In this image: While the 3G network icon is displayed at the top of the screen, Network Scan shows the 2G network and a downgrade attack attempt.
The screen capture is neither digitally generated, nor a lab test. It only shows a real attack detected by an XStealth Ultra Secure Stealth Phone.
There is always a delicate balance between special features and phone performance.
XStealth Lite and XStealth come as well-balanced hardware, firmware and default apps. XROM – our proprietary firmware – requires a lot of resources. Continuous network scanning is a background process that, together with baseband access, consumes about 75% of system resources.
XStealth Lite and XStealth are not consumer products, as they are intended for maximum privacy and security, which cannot be achieved at the same time as maximum phone usability.
⚠ Do not expect high-speed performance compared to the latest iPhone or Android phones.
Since these are security-oriented products, we take into account that your personal security and privacy may reasonably affect the phone’s usability.
There are more disadvantages than advantages.
Once an Android phone is de-googled, there are a few major drawbacks.
Any apps that have Play Store dependencies will not work at all or will work very slowly.
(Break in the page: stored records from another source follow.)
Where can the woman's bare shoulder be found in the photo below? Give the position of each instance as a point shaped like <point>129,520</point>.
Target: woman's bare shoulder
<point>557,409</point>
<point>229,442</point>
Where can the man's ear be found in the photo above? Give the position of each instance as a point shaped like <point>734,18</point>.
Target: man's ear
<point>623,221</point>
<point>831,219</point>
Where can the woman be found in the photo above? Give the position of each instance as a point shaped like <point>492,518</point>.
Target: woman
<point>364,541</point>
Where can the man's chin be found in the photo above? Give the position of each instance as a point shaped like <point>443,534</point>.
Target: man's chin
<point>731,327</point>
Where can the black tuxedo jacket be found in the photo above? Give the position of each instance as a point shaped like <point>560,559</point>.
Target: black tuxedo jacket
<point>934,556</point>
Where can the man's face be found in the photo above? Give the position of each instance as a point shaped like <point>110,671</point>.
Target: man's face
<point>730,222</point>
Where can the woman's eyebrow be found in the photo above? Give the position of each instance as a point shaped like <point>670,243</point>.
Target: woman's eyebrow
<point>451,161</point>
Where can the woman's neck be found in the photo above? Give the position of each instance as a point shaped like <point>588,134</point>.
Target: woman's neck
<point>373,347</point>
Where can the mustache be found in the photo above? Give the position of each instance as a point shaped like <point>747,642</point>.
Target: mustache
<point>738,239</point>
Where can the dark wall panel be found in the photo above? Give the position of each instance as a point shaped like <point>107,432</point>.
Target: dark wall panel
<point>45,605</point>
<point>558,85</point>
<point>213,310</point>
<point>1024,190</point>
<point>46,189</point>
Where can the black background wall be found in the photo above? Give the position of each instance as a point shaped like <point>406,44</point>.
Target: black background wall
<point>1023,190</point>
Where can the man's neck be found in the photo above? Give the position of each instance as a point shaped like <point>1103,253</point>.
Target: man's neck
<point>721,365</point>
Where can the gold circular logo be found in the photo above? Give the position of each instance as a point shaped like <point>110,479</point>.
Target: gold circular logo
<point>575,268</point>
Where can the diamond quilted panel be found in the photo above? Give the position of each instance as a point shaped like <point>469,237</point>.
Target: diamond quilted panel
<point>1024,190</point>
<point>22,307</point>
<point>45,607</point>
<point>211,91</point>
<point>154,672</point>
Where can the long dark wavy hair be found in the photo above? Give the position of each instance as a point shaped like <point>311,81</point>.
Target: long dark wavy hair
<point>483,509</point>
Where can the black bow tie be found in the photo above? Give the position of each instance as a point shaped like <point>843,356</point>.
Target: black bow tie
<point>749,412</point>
Also, phone notifications are severely affected. The user has to type in the app, which makes the notifications useless. The phone needs a restart from time to time, as it becomes unbearably slow with apps like Telegram.
The main problem is the instability of the system, since Android was developed by Google: Removing some Google components (e.g. Play Store) can cause the phone to fail permanently, making it unusable. Remember that phone, messaging and contact apps (to name a few) are part of the Android Open Source Project (AOSP) and developed by Google. So technically you are still using a Google product, but it doesn’t come with the same baggage, but with system instability.